Le 28 janvier, au pied de son immeuble, le mari poignarde son ex-femme venue récupérer leur quatre enfants
Le jour de sa mort, Gulcin n’était pas venue seule chercher ses enfants, comme le lui avait conseillé l’association d’aide aux victimes. La jeune femme s’était faite accompagner d’un ami, lequel a été sérieusement blessé par l’ex-conjoint. Cet homme, âgé de 44 ans, est aujourd’hui en détention provisoire, mis en examen pour meurtre par conjoint et tentative de meurtre.

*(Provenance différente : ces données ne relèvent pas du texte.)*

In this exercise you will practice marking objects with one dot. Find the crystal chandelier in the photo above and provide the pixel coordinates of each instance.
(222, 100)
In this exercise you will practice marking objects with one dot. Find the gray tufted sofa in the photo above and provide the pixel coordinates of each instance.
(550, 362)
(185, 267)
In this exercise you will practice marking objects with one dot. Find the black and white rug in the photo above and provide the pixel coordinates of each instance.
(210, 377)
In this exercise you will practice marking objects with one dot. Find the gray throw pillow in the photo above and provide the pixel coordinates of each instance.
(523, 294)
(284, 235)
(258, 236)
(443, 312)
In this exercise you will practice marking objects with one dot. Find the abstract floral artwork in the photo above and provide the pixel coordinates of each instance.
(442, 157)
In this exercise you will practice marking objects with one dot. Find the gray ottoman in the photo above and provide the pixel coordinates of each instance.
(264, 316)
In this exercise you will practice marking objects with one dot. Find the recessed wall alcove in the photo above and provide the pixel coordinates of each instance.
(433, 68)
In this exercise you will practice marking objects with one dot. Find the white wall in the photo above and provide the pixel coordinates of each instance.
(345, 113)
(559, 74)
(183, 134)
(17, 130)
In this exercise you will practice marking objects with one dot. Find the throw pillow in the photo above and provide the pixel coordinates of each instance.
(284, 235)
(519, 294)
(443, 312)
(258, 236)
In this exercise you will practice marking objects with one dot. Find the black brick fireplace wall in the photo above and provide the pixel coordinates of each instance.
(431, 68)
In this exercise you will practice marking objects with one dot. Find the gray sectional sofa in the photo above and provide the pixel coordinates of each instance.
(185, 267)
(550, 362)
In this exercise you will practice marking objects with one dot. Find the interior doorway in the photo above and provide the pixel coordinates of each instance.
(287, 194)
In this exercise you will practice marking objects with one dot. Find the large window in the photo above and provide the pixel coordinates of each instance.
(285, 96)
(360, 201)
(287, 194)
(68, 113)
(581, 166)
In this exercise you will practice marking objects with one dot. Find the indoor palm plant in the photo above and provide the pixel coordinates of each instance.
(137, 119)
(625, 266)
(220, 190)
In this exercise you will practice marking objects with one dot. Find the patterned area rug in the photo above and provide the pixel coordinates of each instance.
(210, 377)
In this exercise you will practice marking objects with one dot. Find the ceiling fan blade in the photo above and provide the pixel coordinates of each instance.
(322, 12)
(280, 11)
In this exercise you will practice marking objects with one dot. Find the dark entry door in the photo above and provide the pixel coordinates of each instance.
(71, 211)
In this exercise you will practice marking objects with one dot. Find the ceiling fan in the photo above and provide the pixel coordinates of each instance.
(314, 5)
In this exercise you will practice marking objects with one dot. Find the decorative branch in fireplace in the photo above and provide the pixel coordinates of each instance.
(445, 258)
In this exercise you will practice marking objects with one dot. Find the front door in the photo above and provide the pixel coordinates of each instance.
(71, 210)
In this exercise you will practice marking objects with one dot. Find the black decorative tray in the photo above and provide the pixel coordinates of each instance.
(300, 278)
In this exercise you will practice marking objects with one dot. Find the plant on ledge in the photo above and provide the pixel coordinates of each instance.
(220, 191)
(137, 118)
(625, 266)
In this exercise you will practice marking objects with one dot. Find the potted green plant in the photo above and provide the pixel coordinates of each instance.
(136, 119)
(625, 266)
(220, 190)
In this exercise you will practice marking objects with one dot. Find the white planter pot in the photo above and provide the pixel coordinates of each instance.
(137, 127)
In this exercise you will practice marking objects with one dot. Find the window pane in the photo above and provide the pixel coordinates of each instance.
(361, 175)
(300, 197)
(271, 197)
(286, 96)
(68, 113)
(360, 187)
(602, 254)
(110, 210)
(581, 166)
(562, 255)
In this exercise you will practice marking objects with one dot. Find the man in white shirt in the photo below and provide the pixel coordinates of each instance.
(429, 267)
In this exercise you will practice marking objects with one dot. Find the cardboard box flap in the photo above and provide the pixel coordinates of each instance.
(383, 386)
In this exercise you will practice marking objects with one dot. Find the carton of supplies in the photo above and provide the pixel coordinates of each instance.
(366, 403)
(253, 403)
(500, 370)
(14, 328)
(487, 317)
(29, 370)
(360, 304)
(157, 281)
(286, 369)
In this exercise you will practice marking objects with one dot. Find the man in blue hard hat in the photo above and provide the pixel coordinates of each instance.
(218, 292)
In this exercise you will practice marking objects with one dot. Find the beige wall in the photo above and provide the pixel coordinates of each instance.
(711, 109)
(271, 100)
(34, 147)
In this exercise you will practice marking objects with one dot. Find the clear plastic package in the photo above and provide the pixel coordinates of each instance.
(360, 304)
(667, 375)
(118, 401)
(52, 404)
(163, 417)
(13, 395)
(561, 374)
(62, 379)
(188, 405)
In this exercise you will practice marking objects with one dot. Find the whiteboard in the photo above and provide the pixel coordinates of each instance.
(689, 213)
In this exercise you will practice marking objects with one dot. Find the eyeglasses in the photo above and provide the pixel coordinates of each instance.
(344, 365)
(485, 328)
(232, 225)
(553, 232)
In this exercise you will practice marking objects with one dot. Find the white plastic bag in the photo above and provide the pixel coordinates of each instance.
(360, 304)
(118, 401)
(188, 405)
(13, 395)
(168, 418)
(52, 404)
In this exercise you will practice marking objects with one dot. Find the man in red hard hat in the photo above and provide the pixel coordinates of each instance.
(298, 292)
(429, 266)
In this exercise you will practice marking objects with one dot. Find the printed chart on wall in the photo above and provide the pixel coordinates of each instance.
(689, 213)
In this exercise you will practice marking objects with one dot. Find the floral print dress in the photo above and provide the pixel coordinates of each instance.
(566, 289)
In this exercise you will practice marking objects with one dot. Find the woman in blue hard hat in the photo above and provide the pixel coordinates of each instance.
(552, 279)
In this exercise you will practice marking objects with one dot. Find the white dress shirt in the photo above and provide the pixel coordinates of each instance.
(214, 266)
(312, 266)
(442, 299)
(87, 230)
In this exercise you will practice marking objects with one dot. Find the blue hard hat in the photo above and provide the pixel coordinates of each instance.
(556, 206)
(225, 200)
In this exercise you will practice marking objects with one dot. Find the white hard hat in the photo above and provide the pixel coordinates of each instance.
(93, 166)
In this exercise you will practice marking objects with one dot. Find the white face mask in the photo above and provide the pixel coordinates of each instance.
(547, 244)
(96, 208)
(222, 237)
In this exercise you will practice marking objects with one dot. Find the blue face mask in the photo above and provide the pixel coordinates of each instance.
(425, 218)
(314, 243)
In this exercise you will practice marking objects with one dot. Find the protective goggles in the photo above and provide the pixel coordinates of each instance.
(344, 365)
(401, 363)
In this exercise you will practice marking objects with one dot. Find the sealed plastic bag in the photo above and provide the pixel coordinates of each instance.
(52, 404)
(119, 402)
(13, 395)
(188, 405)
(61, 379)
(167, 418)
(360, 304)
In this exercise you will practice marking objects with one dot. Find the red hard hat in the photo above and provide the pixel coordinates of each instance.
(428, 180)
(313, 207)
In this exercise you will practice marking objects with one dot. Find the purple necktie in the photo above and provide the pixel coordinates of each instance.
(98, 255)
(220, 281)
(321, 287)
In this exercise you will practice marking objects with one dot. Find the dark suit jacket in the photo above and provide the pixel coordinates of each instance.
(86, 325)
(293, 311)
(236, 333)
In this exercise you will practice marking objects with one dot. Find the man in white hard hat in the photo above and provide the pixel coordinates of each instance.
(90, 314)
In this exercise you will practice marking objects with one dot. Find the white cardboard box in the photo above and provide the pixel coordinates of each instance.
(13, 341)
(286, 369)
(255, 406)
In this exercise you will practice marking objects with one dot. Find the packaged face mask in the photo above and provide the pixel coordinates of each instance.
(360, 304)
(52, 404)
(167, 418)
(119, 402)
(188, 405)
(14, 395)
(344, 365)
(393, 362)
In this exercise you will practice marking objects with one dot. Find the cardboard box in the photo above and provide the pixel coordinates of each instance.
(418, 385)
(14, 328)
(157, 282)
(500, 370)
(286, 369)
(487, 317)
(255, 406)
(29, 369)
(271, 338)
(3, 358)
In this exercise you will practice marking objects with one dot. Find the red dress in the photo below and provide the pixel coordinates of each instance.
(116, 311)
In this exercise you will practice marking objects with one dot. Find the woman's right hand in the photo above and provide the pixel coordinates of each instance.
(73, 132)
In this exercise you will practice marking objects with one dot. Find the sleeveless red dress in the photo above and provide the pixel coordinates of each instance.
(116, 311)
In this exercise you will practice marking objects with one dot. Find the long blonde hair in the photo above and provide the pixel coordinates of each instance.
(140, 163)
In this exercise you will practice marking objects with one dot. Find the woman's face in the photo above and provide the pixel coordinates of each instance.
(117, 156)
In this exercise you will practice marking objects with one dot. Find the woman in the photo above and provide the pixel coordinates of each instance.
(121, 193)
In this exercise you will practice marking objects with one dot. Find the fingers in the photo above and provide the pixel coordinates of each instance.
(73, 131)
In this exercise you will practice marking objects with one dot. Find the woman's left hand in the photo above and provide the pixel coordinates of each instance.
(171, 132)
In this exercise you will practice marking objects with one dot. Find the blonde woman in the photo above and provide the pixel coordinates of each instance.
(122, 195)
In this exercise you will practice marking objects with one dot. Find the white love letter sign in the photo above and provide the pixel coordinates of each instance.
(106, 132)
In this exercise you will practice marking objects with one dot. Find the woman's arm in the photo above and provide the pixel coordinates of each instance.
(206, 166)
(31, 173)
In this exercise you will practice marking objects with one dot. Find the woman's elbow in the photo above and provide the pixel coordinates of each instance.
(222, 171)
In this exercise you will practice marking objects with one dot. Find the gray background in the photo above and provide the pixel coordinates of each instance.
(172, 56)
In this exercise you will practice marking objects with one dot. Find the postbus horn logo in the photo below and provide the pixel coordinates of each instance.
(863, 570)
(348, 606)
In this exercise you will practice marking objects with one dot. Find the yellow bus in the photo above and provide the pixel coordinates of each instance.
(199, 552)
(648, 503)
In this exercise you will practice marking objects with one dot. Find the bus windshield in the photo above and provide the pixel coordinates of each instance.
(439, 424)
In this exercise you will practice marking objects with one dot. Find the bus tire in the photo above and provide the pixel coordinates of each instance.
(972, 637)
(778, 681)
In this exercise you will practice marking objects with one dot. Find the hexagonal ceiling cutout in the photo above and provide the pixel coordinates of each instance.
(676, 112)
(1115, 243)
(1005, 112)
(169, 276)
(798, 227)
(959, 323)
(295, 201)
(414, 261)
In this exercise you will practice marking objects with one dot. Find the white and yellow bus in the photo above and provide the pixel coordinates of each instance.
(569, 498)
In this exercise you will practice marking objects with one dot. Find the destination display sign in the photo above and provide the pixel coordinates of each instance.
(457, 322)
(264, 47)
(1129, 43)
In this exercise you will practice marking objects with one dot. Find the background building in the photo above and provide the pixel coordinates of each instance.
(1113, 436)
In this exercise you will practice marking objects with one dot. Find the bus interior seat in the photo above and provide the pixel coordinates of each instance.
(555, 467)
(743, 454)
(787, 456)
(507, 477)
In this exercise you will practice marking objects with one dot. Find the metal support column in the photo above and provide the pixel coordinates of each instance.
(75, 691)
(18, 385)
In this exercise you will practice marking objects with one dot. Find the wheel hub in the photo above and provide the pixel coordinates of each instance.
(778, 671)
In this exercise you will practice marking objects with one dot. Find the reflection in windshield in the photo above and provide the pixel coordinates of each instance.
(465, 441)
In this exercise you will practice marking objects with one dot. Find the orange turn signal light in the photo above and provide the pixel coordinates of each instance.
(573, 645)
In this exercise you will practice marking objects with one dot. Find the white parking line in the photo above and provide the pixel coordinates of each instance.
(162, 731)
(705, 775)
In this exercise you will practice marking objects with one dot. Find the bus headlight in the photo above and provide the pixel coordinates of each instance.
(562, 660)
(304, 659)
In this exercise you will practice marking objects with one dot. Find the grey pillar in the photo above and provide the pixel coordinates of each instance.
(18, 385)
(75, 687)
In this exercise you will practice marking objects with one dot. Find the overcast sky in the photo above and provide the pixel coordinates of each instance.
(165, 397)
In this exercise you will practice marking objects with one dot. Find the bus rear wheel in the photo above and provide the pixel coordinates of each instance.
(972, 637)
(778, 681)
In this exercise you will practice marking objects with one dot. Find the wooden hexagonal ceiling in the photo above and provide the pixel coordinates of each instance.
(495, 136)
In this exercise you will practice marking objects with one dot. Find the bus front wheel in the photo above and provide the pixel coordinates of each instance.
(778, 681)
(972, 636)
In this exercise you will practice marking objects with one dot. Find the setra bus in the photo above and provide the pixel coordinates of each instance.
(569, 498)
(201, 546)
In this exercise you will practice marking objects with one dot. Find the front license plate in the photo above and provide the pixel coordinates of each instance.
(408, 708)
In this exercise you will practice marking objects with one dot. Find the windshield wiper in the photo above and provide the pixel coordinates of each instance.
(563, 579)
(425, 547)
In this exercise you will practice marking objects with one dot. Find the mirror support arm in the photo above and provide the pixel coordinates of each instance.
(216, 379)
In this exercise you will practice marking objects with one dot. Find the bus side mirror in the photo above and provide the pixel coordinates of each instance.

Gulcin avait 34 ans, quatre enfants, un travail de monitrice d’auto-école et un appartement à Annemasse. "Elle avait repris sa vie en main et son indépendance, mais ça se passait mal. La dernière fois que je l’ai vue, c’est au mois de décembre 2018, un mois avant son assassinat. Elle est arrivée très en colère, en disant que personne n’était là pour la protéger, qu’elle avait déposé cinq plaintes, que Monsieur n’avait jamais été convoqué. Elle était très inquiète pour sa vie et elle disait c’est soit lui, soit moi".
"Comment on fait après ça pour aider ces femmes qui passent leur temps à dénoncer, à essayer de se faire entendre".Caroline, éducatrice spécialisée.
Le frère de la victime, que nous avons joint en Turquie, où se déroule cette semaine l’enterrement, nous a confirmé le dépôt de cinq plaintes, et "qu’il détient des preuves concernant les menaces" proférées par l’ancien mari de sa sœur.
"Pour elle, la justice ne l’entendait pas. Elle criait partout, à l’école, au commissariat, mais elle avait le sentiment que rien n’était fait pour la protéger"
Sur ces plaintes déposées et sur les menaces évoquées, le procureur de la République de Thonon-les-Bains, Philippe Toccanier, que nous avons interrogé a indiqué qu’il n’avait "rien à dire sur l’enquête en cours. Si les proches des victimes estiment qu’il y a eu des manquements, ils peuvent se constituer parties civiles".
"Gulcin est l’une des 19 femmes mortes depuis le début de cette année "
Anne, la directrice de Espace Femmes, martèle ce chiffre. "Quand on répète qu’en France, une femme meurt tous les trois jours sous les coups de son conjoint, ou de son ex-conjoint, c’est encore pire que cela en ce début 2019".
"On dit aux victimes de porter plainte. Elles le font de plus en plus. Mais après ???"